Baka “Pygmy” speaks out as girl dies in the name of conservationBaka “Pygmies” are being illegally evicted from their ancestral homelands in the Cameroon and Congo.This man explains the importance of the forest to Baka life, and recounts how a young girl and elderly man died when their community was attacked by an anti-poaching squad funded by the World Wildlife Fund (WWF).

Survival’s Director Stephen Corry said: “WWF commissions a report to look into its effect on the Baka, presumably including claims of abuse committed by the ecoguards it funds. The report confirms the abuse is widespread and routine. WWF then denies the report exists. It’s time for this big conservation organization to square up to the responsibilities it has to those who have seen their land stolen for conservation. And it’s time the world woke up to the horror that’s going on in the name of conservation. It’s not just Cameroon and not just WWF: the conservation industry has a history of taking tribal people’s land. It’s green colonialism and we’re doing all we can to fight it. Many conservationists know that tribal peoples are the best guardians of the natural world which is why the big conservation organizations should start listening to them rather than conspiring in their destruction.”
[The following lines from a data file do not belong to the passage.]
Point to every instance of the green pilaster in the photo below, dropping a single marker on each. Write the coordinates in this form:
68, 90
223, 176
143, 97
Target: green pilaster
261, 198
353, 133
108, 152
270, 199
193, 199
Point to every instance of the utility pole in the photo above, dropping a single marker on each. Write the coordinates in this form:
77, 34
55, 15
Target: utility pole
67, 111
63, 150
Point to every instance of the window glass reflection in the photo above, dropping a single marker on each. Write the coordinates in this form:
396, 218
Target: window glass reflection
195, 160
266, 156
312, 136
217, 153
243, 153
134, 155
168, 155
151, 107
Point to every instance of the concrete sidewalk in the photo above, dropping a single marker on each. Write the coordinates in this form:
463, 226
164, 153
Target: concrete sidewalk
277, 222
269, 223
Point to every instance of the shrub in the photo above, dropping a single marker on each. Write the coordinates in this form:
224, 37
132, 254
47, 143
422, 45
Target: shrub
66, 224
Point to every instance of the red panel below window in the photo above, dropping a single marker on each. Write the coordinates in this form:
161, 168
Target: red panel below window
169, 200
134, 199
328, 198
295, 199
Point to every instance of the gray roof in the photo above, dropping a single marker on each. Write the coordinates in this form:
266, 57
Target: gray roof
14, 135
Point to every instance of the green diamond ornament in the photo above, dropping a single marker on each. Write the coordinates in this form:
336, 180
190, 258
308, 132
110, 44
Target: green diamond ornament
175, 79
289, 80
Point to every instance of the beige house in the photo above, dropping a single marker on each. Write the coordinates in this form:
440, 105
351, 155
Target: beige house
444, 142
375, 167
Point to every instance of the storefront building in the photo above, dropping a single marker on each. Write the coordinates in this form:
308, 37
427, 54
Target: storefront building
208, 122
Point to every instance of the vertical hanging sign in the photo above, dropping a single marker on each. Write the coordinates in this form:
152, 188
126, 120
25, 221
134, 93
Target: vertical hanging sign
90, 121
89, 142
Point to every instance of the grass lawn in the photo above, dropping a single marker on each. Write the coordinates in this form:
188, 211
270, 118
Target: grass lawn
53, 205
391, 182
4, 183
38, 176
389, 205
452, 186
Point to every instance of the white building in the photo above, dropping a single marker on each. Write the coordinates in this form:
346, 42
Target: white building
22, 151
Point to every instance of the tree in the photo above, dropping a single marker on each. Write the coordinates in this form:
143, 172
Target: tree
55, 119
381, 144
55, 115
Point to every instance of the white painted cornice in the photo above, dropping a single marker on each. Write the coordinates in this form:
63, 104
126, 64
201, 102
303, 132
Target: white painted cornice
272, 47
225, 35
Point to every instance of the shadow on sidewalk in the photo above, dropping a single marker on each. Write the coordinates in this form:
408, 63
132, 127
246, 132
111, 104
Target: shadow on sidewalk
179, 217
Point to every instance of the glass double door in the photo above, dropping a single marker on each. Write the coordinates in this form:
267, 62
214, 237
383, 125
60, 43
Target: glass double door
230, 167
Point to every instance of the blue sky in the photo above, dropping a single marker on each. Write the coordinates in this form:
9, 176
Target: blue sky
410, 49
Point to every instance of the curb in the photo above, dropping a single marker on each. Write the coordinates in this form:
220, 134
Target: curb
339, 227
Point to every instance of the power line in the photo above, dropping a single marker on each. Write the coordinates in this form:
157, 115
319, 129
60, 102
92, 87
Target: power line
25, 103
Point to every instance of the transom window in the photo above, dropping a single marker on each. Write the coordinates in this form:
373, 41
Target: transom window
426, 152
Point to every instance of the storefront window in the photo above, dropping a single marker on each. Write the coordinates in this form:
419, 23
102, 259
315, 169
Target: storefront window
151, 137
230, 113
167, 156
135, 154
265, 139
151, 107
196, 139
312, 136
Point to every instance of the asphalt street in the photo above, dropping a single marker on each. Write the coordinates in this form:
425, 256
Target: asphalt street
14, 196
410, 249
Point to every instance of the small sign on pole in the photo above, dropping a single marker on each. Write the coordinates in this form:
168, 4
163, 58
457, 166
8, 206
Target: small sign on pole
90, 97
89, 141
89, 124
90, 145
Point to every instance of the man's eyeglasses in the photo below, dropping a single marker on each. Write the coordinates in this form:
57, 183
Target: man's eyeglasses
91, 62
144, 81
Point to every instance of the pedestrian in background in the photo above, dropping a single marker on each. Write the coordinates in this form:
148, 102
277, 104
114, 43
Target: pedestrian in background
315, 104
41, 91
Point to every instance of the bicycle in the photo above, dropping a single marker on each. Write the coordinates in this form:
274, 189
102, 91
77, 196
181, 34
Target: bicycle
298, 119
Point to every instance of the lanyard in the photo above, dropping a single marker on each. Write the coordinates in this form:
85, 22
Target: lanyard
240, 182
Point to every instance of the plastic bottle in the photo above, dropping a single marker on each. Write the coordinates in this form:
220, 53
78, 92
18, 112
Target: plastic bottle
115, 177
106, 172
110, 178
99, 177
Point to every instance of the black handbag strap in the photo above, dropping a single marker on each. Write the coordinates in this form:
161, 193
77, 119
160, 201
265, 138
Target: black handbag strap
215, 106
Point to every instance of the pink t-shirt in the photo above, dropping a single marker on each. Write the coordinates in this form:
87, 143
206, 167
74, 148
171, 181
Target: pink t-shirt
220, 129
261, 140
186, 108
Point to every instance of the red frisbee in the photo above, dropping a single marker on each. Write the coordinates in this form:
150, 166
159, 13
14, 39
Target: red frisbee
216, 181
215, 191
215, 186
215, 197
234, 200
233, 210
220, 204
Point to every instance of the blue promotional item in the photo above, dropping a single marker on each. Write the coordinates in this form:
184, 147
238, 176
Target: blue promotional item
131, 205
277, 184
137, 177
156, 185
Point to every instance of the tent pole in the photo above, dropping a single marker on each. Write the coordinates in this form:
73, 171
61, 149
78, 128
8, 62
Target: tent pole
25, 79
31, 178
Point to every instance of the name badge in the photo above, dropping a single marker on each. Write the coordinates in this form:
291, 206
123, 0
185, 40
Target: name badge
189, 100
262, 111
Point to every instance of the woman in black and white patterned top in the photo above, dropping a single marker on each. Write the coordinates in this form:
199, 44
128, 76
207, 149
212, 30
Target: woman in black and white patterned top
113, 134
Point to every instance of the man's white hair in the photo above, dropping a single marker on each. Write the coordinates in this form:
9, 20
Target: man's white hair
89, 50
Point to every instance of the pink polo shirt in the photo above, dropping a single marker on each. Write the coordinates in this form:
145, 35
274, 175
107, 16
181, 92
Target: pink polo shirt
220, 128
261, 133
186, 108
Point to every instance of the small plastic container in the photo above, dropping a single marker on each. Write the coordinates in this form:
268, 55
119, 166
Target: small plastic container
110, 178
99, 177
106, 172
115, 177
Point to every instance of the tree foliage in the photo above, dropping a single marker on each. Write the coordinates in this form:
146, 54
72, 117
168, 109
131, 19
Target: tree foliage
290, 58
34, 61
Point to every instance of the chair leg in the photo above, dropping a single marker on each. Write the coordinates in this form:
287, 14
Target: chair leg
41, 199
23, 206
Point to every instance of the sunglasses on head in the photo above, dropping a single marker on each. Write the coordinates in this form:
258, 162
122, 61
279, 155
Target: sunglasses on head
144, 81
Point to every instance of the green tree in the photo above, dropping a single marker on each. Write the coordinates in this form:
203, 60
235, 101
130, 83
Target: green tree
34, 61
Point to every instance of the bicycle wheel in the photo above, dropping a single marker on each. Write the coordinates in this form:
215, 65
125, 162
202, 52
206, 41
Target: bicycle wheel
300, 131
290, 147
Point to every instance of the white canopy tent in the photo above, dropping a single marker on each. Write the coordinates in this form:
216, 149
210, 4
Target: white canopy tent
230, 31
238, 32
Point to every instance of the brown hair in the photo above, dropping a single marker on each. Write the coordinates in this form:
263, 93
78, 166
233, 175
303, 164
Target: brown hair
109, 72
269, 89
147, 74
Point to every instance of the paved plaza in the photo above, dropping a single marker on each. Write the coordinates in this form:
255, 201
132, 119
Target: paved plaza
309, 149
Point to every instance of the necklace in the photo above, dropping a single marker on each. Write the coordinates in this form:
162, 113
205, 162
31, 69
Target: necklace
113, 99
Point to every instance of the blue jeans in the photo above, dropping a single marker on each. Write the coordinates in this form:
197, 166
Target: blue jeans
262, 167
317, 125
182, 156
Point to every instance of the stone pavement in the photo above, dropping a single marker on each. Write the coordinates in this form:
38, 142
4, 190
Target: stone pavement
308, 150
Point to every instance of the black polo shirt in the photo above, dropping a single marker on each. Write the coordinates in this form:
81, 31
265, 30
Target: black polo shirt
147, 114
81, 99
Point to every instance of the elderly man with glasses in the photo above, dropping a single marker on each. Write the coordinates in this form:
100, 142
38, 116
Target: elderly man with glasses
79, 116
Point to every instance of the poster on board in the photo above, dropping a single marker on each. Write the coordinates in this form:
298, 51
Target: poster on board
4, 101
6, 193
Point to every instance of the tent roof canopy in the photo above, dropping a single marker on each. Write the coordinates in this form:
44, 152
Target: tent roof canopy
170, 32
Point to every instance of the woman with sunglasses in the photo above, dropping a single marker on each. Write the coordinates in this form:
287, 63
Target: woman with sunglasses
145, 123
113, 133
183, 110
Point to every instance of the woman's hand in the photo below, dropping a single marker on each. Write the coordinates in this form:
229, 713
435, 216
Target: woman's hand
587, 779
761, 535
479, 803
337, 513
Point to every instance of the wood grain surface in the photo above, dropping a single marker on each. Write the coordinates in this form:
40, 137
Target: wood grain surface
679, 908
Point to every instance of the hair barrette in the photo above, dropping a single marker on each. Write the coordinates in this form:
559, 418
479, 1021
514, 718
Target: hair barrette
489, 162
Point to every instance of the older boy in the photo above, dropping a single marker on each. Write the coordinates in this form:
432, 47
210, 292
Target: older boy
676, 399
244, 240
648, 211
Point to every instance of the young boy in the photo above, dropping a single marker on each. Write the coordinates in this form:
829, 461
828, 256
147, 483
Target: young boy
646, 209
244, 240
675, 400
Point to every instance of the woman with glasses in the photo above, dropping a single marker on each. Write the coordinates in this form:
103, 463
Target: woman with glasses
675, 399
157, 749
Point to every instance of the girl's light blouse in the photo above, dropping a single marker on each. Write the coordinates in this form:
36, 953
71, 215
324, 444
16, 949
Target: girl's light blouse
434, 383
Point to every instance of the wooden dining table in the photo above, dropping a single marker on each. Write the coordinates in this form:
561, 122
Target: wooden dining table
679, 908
A comparison of what WWF’s internal report says about Baka abuse with what WWF have said publicly, and what the Baka say can be seen here. The full report is available on request.

“Pygmy” is an umbrella term commonly used to refer to the hunter-gatherer peoples of the Congo Basin and elsewhere in Central Africa. The word is considered pejorative and avoided by some tribespeople, but used by others as a convenient and easily recognized way of describing themselves.